É que notei uma diferença brutal, não na minha maneira de ser, mas na minha maneira de agir. Não foi a minha vida que mudou por si, mas a forma como a vejo e a vivo. A perspectiva alterou-se e, com ela, também o modus operandi.
Passo a explicar: não foi há muito tempo que fui uma estudante de Coimbra como tantas outras. Vivi a tradição académica segundo as minhas preferências, que há coisas para as quais nunca tive muita pachorra. Conheci imensa gente, tanta gente. Acumulei experiência, feita de experiências que trouxeram lições.
Segredos desta cidade, levo comigo para a vida. Aprendi muito, mais do que esperava. Mas não no curso, deixem-me ser franca. Dos livros, aprendi mais no Secundário que na Universidade. Estranho, não? Mas é mesmo assim. Ia andando por lá. Fazia cadeiras e quando não fazia, tentava outra vez sem ter noção de que me estava a atrasar. Estudei na véspera para algumas. Não queria ir ver as notas à pauta, o medo irracional acorrentava-me à casa de onde não queria sair. Passava de ano sem saber. Na altura das matrículas, lá me davam a conhecer as minhas notas e diziam-me que tinha passado de ano. Ia andando, vagueando, numa perfeita encarnação do boémio sonhador que de capa negra atravessa as ruelas da cidade, meio à deriva, sem saber onde termina o caminho. Sem saber quando. Sem saber para onde vai.
Parei de estudar porque sim, não interessa agora esmiuçar os motivos que me levaram a fazê-lo.
E logo depois, surgiu um convite para trabalhar exactamente na minha área. Claro que aceitei, ainda que cheia de medo - nunca achei que fosse capaz de trabalhar e sempre julguei que ninguém ia gostar de mim em nenhuma empresa. O estigma da antipatia persegue-me. Não tinha perspectivas. Era apenas uma forma de me manter ocupada até ao regresso aos livros.

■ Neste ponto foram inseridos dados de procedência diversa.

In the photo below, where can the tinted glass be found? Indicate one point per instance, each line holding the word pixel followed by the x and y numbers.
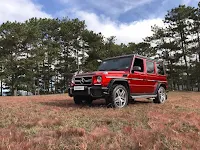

Como sabem, voltei às salas de aula. E sou outra pessoa. É que o trabalho no jornal era feito de objectivos: todas as semanas, o jornal tinha que estar pronto. Artigos escritos, espaços preenchidos. Todas as semanas me eram dadas directrizes, tarefas a cumprir, para que o produto final se concretizasse. Entrevistas, casos, pequenas reportagens, denúncias, notícias, vox pops, fotografias, depoimentos. Cada trabalho terminado me aproximava da meta. E a soma de todos eles traduzia-se na maravilhosa sensação de dever cumprido. O meu espírito de sacrifício nasceu ali, naquela redacção. Trabalhar fins-de-semana seguidos, sem folgas, em prol de um bem maior. Não custava, sabem? E não era o ordenado que me incentivava, porque gostando, não precisava. Era a satisfação de ter cumprido o meu dever. Não me custava estar fechada numa Assembleia Municipal das três da tarde às onze da noite, num dia em que tinha marcado um jantar com o meu namorado. Não me custava atrasar a ida para as merecidas férias porque a entrevista ainda não estava editada. Não me custava chegar ao bar de sempre apenas à uma e meia da manhã, porque tinha ido cobrir um evento qualquer a São Jorge de Murrunhanha enquanto os meus amigos se divertiam com um Moscatel em cima da mesa.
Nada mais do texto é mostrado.